What Is Spinal Stenosis?
Your spinal canal is the bony tunnel that runs through your vertebrae and houses the spinal cord and cauda equina (the bundle of nerve roots below the cord). In a healthy spine, there is adequate space for those neural structures to travel unimpeded. Spinal stenosis is what happens when that space shrinks.
The narrowing can occur in the central canal (compressing the cord or cauda equina directly) or in the neural foramina — the side exits through which individual nerve roots leave the spine (foraminal stenosis). Both types produce nerve compression, but their symptom patterns differ slightly.
Stenosis is almost always a consequence of other degenerative processes. Bulging or herniated discs reduce the anterior-posterior diameter of the canal. Thickening of the ligamentum flavum (a ligament running along the back of the canal) reduces it from behind. Bone spur formation from degenerative disc disease and facet joint arthritis contributes from multiple directions. In advanced cases, multiple factors combine to produce significant canal narrowing at one or more spinal levels.
Central vs. Foraminal Stenosis
- Central stenosis narrows the main spinal canal, compressing the cauda equina (in the lumbar spine) or the spinal cord (in the cervical spine). This typically causes bilateral symptoms — pain, weakness, or numbness affecting both legs or both arms.
- Foraminal stenosis narrows the exit openings for individual nerve roots, producing symptoms on one side — very similar to a herniated disc radiculopathy. Commonly caused by bone spurs at the posterior facet joint or uncinate process.
The Hallmark Symptom: Neurogenic Claudication
If you find yourself having to stop and sit down or lean on a shopping cart after walking a certain distance, then experiencing relief once you rest — only for the pain to return when you start walking again — you may have neurogenic claudication. This is the defining symptom of lumbar spinal stenosis.
It occurs because standing and walking in an upright posture brings the lumbar spine into slight extension, which further narrows the already-compromised canal. Flexion — sitting, bending forward, cycling — opens the canal and temporarily relieves nerve compression, which is why stenosis patients often feel better on a recumbent bike than on a treadmill.
Additional symptoms of lumbar stenosis include:
- Low back, buttock, and leg pain worsened by standing and walking
- Leg heaviness, weakness, or cramping with activity
- Numbness or tingling in the thighs, calves, or feet
- Relief when sitting, bending forward, or lying in a fetal position
- In severe cases: bowel or bladder changes (seek immediate evaluation if present)

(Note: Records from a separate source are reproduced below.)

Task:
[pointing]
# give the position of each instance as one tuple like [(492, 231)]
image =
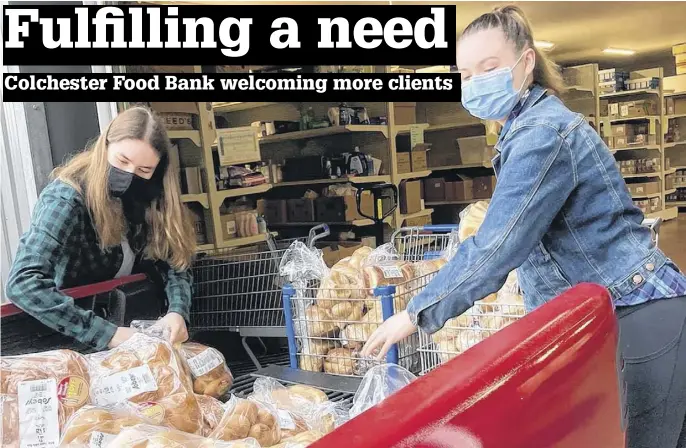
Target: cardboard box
[(410, 197), (229, 226), (484, 187), (191, 180), (405, 113), (404, 162), (300, 210), (434, 190), (644, 188)]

Non-Surgical Treatment for Spinal Stenosis
Surgery for spinal stenosis — typically a laminectomy (removing the lamina to decompress the canal) — is a significant procedure with real risks including infection, blood clots, failed back surgery syndrome, and adjacent-segment disease. Evidence shows that many patients with mild to moderate stenosis do not have better long-term outcomes with surgery than with rigorous conservative care. We always exhaust non-surgical options first.
Spinal Decompression — DRX 9000
The DRX 9000 creates a carefully controlled distraction force on the lumbar or cervical spine that temporarily increases the diameter of the spinal canal and neural foramina. This effect is most pronounced at the disc level — by reducing the disc bulge that contributes to canal narrowing, decompression directly addresses one of the primary mechanical causes of stenosis. Patients with stenosis secondary to disc bulging and ligamentum flavum hypertrophy often respond particularly well to this approach.

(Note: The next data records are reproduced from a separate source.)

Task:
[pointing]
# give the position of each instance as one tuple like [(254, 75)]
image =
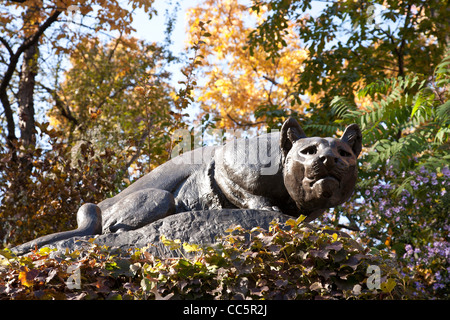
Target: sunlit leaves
[(238, 89), (291, 261)]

Sessions are comfortable and conducted with you lying on the padded DRX 9000 table. Each session lasts approximately 30 minutes. We begin with shorter distraction forces and gradually increase them over the first several sessions as your spine adapts.
Chiropractic Care
Facet joint restriction and misalignment reduce the diameter of the neural foramina and contribute to the mechanical compression of the canal. Targeted chiropractic adjustments using low-force and instrument-assisted techniques restore proper segmental motion, reduce facet joint crowding, and decrease the muscular tension patterns that worsen stenosis symptoms. Many stenosis patients find that regular chiropractic maintenance significantly extends the time between flares and reduces their overall pain level.
Physical Therapy and Postural Training
For stenosis, physical therapy focuses on flexion-based rehabilitation — exercises that keep the lumbar spine in slight flexion and strengthen the core stabilizers that prevent the spine from drifting into extension under load. We teach postural strategies for daily activities: how to walk with slight forward lean, how to use poles for support, how to configure your work station. These practical accommodations can significantly extend how far and long you can walk.
If you develop sudden onset bowel or bladder dysfunction, rapid onset bilateral leg weakness, or numbness in the groin/inner thigh (saddle anesthesia), go to the emergency room immediately. These signs may indicate cauda equina syndrome, a surgical emergency.